America loves its technological prowess. In fact, we appear to be enraptured with our ability to 'control' and 'manage' Nature, and to tease more and more 'convenience' and 'luxury' into our lives. Truly, within the last fifty years, we have witnessed innovations as never before seen in this civilization. It is easy, and maybe somewhat expected, to get carried away with ourselves. However, before we do, we ought to look around and see the shape we've left the natural world. We have poisoned the water, desecrated the land, and made foul the air. Entire forests have been cut down. Grasslands have been turned into mosaics of monoculture. Wetlands have been filled in for subdivisions. Fertile soil has been drained of nutrients, laced with synthetic chemicals. We have stopped listing endangered species only because the government does not have enough manpower to keep up with them. Is this progress?!
The notion here is elementary: simply because we discover we can do something, does not mean we should blindly pursue it, regardless of the consequences. We absolutely must get beyond this myopic attitude. Any endeavor that threatens the health of Mother Earth is just that - an endeavor that threatens. Mega-developments, extractive industries, dams, nuclear weapons and power (a terrible danger), fossil fuels, and biotechnology (as currently practiced) are examples of projects that must be phased out. As for the latter, while the arguments pro and con rage on, there is a sufficient amount of legitimate, peer-reviewed data to support the notion that genetic engineering to enhance food production is a bad experiment just waiting for a disaster to occur.
Technologies to be embraced are those that enhance the collective experience for all. In an increasingly mobile and fast-paced age, communication and transportation alternatives that perpetuate efficiency without adverse ecological effects should be explored. It is absolutely possible and proven to harness energy in ways that do not degrade the planet, or each other. We can live comfortable lives without impairing the natural processes that support such life.
Recent events in California and elsewhere point out what should have been obvious decades ago. Energy production which focuses on renewable sources, e.g. solar / wind / biomass, are clearly the preferred alternative. As we decrease our dependency on fossil fuels for energy, we will stabilize the Earth's climate and reverse global warming and the greenhouse effect. We will also zero out our need to become involved in oil wars, which is what all recent conflicts in the Middle East and Central Asia are actually associated with. This is another area in which our politicians are too timid or 'bought off' to take action. As citizens, the time is over for us to be timid.

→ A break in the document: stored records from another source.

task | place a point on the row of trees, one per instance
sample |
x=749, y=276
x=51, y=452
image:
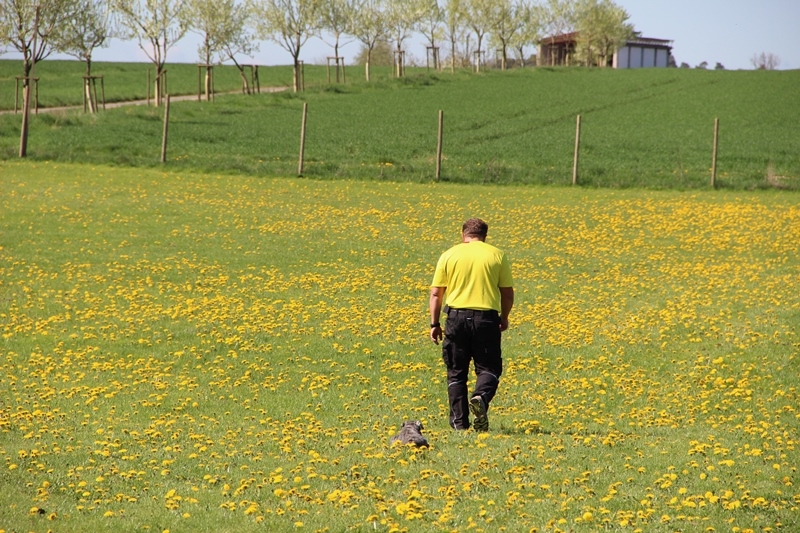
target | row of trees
x=234, y=28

We can decrease our waste stream dramatically, even eliminate it altogether, by increasing our recycling and composting efforts, while simultaneously exploring innovative manufacturing techniques that do away with extraneous materials and pollution. Imagine a society in which nothing was made that could not be recycled, reused, or biodegraded. Does this not make more sense than piling unused and unwanted goods in increasingly scarce "landfills", i.e. beautiful canyons and valleys now filled with trash?
It is possible to live in a world of remarkable technological ingenuity without impairing the natural processes of the planet, or each other. These systems exist, and only need to be refined and brought to the marketplace. Of course, the subsidies that prop up the existing destructive industries will need to be removed.
One industry's waste can become another's raw materials. This is a principle being espoused and perfected by many, perhaps most prominently by William Schultz at the University of Virginia. As with everything included here, this is a common-sense approach. It seems as though our history with technology can be likened to an unsupervised child in a laboratory. We discover we can do something, then zealously pursue it regardless of the repercussions. We ought to be more mature by now. We ought to realize that just because an industry will make money and 'bolster the economy' does not mean it will positively augment our lives, nor that of our fellow creatures.
What good is a strong economy if it exists on a dead world?